Despite the issues caused by the A-level moderation process, we are on course to admit our highest ever proportion of state school students and to exceed the access targets we have set ourselves.
We made about 3,900 offers in January for an expected 3,287 places at Oxford, before the lockdown in the UK, and have currently made 3,440 offers, well above the numbers we admit in a normal year. Of these, about 284 are for UK state school candidates who have missed their grades, meaning that our UK state school intake currently stands at 67.8% - an increase of 5.7 percentage points compared to 2019.
We have also made a 6 percentage points increase in places to students from the most socio-economically disadvantaged backgrounds and 2.3 percentage points increase to those from areas least likely to go to university. We will also be providing students with extra study skills support when they arrive this year.

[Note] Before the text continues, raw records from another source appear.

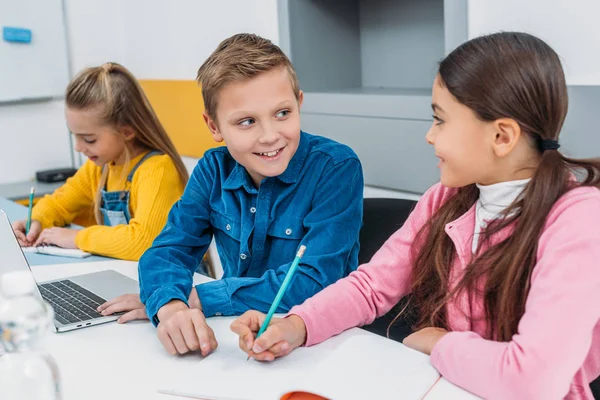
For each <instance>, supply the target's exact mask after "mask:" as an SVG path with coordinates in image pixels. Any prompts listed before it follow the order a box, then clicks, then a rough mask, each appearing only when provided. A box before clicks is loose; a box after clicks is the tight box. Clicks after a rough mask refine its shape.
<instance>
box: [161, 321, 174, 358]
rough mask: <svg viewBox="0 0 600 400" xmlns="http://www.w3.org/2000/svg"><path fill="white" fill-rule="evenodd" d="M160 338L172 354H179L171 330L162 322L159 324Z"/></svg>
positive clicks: (168, 350)
mask: <svg viewBox="0 0 600 400" xmlns="http://www.w3.org/2000/svg"><path fill="white" fill-rule="evenodd" d="M158 339H159V340H160V342H161V343H162V345H163V347H164V348H165V350H166V351H167V353H169V354H171V355H176V354H177V349H176V348H175V345H174V344H173V341H172V340H171V337H170V336H169V332H168V331H167V329H166V327H165V326H164V325H163V323H162V322H161V323H160V324H159V326H158Z"/></svg>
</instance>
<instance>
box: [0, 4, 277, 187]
mask: <svg viewBox="0 0 600 400" xmlns="http://www.w3.org/2000/svg"><path fill="white" fill-rule="evenodd" d="M40 1H43V0H40ZM65 5H66V14H67V26H68V42H69V46H70V53H71V69H72V71H73V72H77V71H79V70H81V69H82V68H84V67H87V66H93V65H98V64H101V63H103V62H106V61H117V62H119V63H122V64H123V65H125V66H126V67H127V68H129V69H130V70H131V71H132V72H133V73H134V74H135V75H136V76H137V77H138V78H140V79H194V78H195V77H196V72H197V70H198V67H200V65H201V63H202V62H203V61H204V59H206V57H207V56H208V55H209V54H210V53H211V52H212V51H213V50H214V48H215V47H216V46H217V44H218V43H219V42H220V41H221V40H223V39H224V38H225V37H227V36H231V35H232V34H234V33H238V32H253V33H257V34H259V35H261V36H264V37H267V38H269V39H271V40H273V41H274V42H275V43H277V42H278V40H279V35H278V22H277V0H218V1H216V0H178V1H169V2H167V1H163V0H127V1H122V0H102V1H96V0H65ZM0 136H1V139H2V142H1V143H2V144H1V145H0V184H3V183H9V182H16V181H22V180H28V179H33V178H34V176H35V171H36V170H39V169H47V168H58V167H65V166H70V165H71V155H70V152H69V137H68V131H67V129H66V126H65V121H64V113H63V100H62V99H54V100H52V101H46V102H38V103H27V104H13V105H6V104H2V105H0Z"/></svg>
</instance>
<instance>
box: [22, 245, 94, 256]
mask: <svg viewBox="0 0 600 400" xmlns="http://www.w3.org/2000/svg"><path fill="white" fill-rule="evenodd" d="M21 249H22V250H23V252H24V253H38V254H47V255H50V256H59V257H74V258H85V257H89V256H91V255H92V254H91V253H88V252H85V251H81V250H79V249H63V248H62V247H57V246H37V247H21Z"/></svg>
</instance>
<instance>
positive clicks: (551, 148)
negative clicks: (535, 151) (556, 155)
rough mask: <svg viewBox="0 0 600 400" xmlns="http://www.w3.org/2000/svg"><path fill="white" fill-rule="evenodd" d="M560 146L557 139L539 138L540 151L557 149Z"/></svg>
mask: <svg viewBox="0 0 600 400" xmlns="http://www.w3.org/2000/svg"><path fill="white" fill-rule="evenodd" d="M559 148H560V144H559V143H558V140H554V139H541V140H540V149H541V150H542V153H543V152H544V151H546V150H558V149H559Z"/></svg>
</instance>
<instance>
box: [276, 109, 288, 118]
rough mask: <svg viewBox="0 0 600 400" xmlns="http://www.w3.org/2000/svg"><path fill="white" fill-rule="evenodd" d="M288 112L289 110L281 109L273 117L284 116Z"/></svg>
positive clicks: (281, 117) (279, 117)
mask: <svg viewBox="0 0 600 400" xmlns="http://www.w3.org/2000/svg"><path fill="white" fill-rule="evenodd" d="M290 112H291V111H290V110H281V111H279V112H278V113H277V114H275V117H277V118H285V117H287V116H288V115H290Z"/></svg>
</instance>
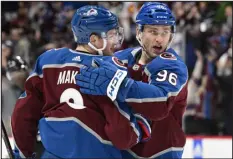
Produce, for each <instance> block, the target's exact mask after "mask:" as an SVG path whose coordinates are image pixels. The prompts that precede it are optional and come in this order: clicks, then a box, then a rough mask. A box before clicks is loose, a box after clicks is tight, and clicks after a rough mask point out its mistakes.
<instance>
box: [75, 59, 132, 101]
mask: <svg viewBox="0 0 233 159" xmlns="http://www.w3.org/2000/svg"><path fill="white" fill-rule="evenodd" d="M93 63H94V65H95V66H96V67H83V68H81V69H80V74H78V75H77V76H76V83H77V85H78V86H80V91H81V92H82V93H84V94H91V95H107V96H108V97H109V98H110V99H111V100H112V101H114V100H115V99H116V98H117V99H118V100H119V101H124V100H125V98H126V95H127V93H128V91H129V89H130V87H131V85H132V84H133V80H131V79H129V78H126V76H127V72H126V71H124V70H120V69H118V68H117V67H116V66H115V65H114V64H111V63H110V62H106V61H103V60H102V59H100V58H93Z"/></svg>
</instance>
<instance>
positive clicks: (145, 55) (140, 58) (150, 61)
mask: <svg viewBox="0 0 233 159" xmlns="http://www.w3.org/2000/svg"><path fill="white" fill-rule="evenodd" d="M151 61H152V59H151V58H150V57H148V56H147V54H146V53H145V52H144V51H143V52H142V53H141V57H140V58H139V60H138V63H139V64H141V65H146V64H148V63H149V62H151Z"/></svg>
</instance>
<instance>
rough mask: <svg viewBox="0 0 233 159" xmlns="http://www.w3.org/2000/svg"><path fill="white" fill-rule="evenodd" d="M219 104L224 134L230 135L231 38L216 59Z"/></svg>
mask: <svg viewBox="0 0 233 159" xmlns="http://www.w3.org/2000/svg"><path fill="white" fill-rule="evenodd" d="M217 80H218V83H219V88H220V93H219V94H220V95H221V96H220V106H221V107H222V109H223V114H222V116H223V121H224V132H223V133H224V134H227V135H232V107H233V103H232V81H233V79H232V38H231V41H230V43H229V48H228V50H227V52H225V53H224V54H223V55H222V56H221V57H220V59H219V60H218V61H217Z"/></svg>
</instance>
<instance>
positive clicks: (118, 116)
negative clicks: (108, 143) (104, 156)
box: [91, 96, 143, 150]
mask: <svg viewBox="0 0 233 159" xmlns="http://www.w3.org/2000/svg"><path fill="white" fill-rule="evenodd" d="M91 98H92V99H93V100H95V101H96V102H97V103H98V104H99V105H101V107H102V111H103V113H104V116H105V118H106V124H105V127H104V129H105V133H106V135H107V137H108V138H109V140H110V141H111V142H112V143H113V145H114V146H116V147H117V148H118V149H120V150H126V149H129V148H131V147H132V146H134V145H136V144H137V143H138V142H140V140H141V138H142V134H143V132H142V130H141V128H140V126H139V125H138V123H137V119H136V118H135V116H134V114H133V113H132V110H131V109H130V107H129V106H128V105H127V103H125V102H116V101H115V102H112V101H111V100H110V99H109V98H107V97H105V96H99V97H98V98H96V96H92V97H91Z"/></svg>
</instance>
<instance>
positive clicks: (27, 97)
mask: <svg viewBox="0 0 233 159" xmlns="http://www.w3.org/2000/svg"><path fill="white" fill-rule="evenodd" d="M71 24H72V30H73V33H74V37H75V40H76V42H77V43H78V46H77V48H76V51H74V50H71V49H68V48H61V49H52V50H49V51H46V52H45V53H43V54H42V55H41V56H40V57H39V58H38V59H37V62H36V64H35V68H34V70H33V72H32V73H31V75H30V76H29V77H28V79H27V81H26V83H25V90H26V91H25V92H24V93H23V94H22V95H21V96H20V98H19V99H18V101H17V103H16V106H15V109H14V112H13V115H12V121H11V124H12V132H13V137H14V140H15V146H16V147H15V150H14V154H15V157H16V158H22V157H33V156H35V155H34V154H33V152H34V150H33V147H34V143H35V140H36V134H37V127H38V125H39V131H40V135H41V141H42V143H43V146H44V147H45V152H44V155H43V156H42V158H121V151H120V149H121V150H124V149H129V148H130V147H132V146H133V145H135V144H137V143H139V142H141V141H146V140H148V139H149V137H150V125H149V123H148V122H147V120H146V119H145V118H144V117H143V116H142V115H140V114H133V113H132V112H131V110H130V107H129V106H128V105H127V104H126V103H124V102H117V101H115V102H112V101H111V100H110V99H109V98H107V97H106V96H91V95H85V94H82V93H80V92H79V87H78V86H77V85H76V80H75V76H76V75H77V74H79V73H80V68H81V67H82V66H84V65H86V66H90V65H92V57H98V58H100V57H102V56H101V55H94V54H97V53H99V54H104V55H106V54H105V53H108V54H109V55H111V54H110V53H113V50H114V46H115V45H117V44H121V41H122V40H123V38H122V36H121V34H122V32H121V31H120V28H119V27H118V20H117V17H116V16H115V15H114V14H112V13H111V12H109V11H108V10H106V9H105V8H102V7H96V6H84V7H81V8H80V9H78V10H77V12H76V13H75V14H74V16H73V19H72V22H71ZM93 33H94V34H93ZM98 48H101V49H98ZM110 58H111V57H110ZM119 67H121V66H119Z"/></svg>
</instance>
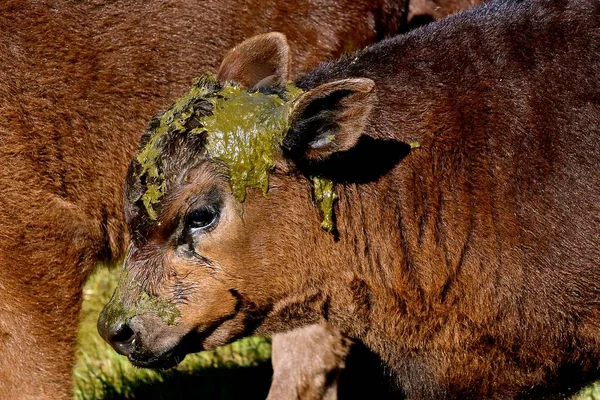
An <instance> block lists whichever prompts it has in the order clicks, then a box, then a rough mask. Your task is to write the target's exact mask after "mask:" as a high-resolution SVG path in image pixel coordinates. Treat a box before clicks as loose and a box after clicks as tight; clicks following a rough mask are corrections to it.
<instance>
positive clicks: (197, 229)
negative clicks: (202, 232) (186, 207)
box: [185, 206, 219, 232]
mask: <svg viewBox="0 0 600 400" xmlns="http://www.w3.org/2000/svg"><path fill="white" fill-rule="evenodd" d="M218 218H219V213H218V212H217V211H216V210H215V209H214V208H213V207H210V206H206V207H202V208H198V209H196V210H194V211H192V212H190V213H188V214H187V215H186V217H185V223H186V226H187V228H188V229H189V230H190V231H192V232H194V231H197V230H207V229H209V228H211V227H213V226H214V225H215V224H216V222H217V219H218Z"/></svg>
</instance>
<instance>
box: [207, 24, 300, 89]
mask: <svg viewBox="0 0 600 400" xmlns="http://www.w3.org/2000/svg"><path fill="white" fill-rule="evenodd" d="M290 59H291V56H290V46H289V45H288V42H287V39H286V37H285V35H284V34H283V33H279V32H270V33H264V34H262V35H257V36H253V37H251V38H250V39H247V40H245V41H243V42H242V43H240V44H239V45H237V46H235V47H234V48H233V49H231V50H229V52H228V53H227V54H226V55H225V58H224V59H223V62H222V63H221V66H220V67H219V72H218V73H217V79H218V80H219V81H220V82H225V81H232V82H236V83H238V84H240V85H242V86H243V87H245V88H246V89H250V88H253V87H255V86H266V85H270V86H285V84H286V83H287V81H288V79H289V70H290Z"/></svg>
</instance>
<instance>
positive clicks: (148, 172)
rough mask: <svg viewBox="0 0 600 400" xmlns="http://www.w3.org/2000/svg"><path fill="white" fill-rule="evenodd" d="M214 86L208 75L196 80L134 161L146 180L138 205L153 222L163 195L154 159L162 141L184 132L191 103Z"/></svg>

As we do every year when grades are remarked, some students may be offered a deferred place. Once we reach our maximum intake of undergraduates in 2020, we will have to defer entry to 2021 for any additional candidates who appeal successfully and whose place is then confirmed. Our primary concern must be the health and safety of our students, staff and community and it will not otherwise be possible for us to meet ongoing social-distancing restrictions and other challenges presented by the COVID-19 pandemic.
The University already has detailed plans for students’ arrival to ensure they have a safe and successful year ahead, regardless of their background, personal circumstances, or how they have been directly affected by the pandemic. In all circumstances, the University’s first priority is the health and welfare of our students and staff.